Decoupled Attention from Weights - Gemma 4 26B

[-]

the__storm@reddit

...might as well offload to disk - this is going to be slow as balls

[-]

One of the amazing outcomes of this is that low-ram high-compute consumer cards like the 12GB 5070 would essentially be way overpowered for most models since it suddenly "only" needs to run 2-4gb of attention layers. The rest could presumably sit under the table on a "cheap" external xeon with 128gb DDR4 to hold the weights!? Interconnect via highspeed regular tcp/ip over ethernet & bob could be your uncle.

[-]

Party-Special-5177@reddit

There are multiple possible limiting factors of inference, most famously flops and memory bandwidth, and this proposal introduces network latency.

You know the layers don’t run in parallel right? They are sequential and blocking, since a layer requires all previous layers’ computation to perform its own.

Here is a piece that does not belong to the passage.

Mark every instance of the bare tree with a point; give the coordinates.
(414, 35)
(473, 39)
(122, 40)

The only way this could make sense is if the network latency of sending + receiving a hidden state beats the latency of alternatives (e.g. computing the layer in RAM on CPU). This does scale better in some circumstances, but I’m just worried the inflection point is e.g. a 1T model in fp8 or something similarly silly.

[-]

yeah-ok@reddit (OP)

RPC

As far as I can make out (via https://github.com/ggml-org/llama.cpp/blob/master/tools/rpc/README.md) RPC seem focused on running distributed, GPU, compute on the attention layer whereas this larql decoupling focus on keeping latency low by having GPU as primary and distributing the weights themselves onto x local devices (could also be internetscale but latency seem to kill that off at the moment).

[-]

Awwtifishal@reddit

RPC can run weights in absolutely any configuration. You can perfectly run all attention locally and the rest in one or several RPC servers which may be running on CPU or GPU.

[-]

yeah-ok@reddit (OP)

OK, llama.cpp is a sprawling ecosystem indeed, never heard of it until today! So.. does it make sense performance wise to put weights somewhere else on the LAN and let my workstation handle the attention layer alone via RPC.. or is the performance penalty too high. Honestly never saw this discussed priorly, would love to see practical examples!

[-]

Awwtifishal@reddit

It sounds like you're relying too much on knowledge from LLMs, which is not up to date, and for some reason ignores llama.cpp's existence (even though it's the base of many popular projects like ollama and lm studio). When they DO know about llama.cpp they don't know about many of its features (some recent, some not so recent).

[-]

Gear5th@reddit

Every new video is crazier than the previous one.. incredible work!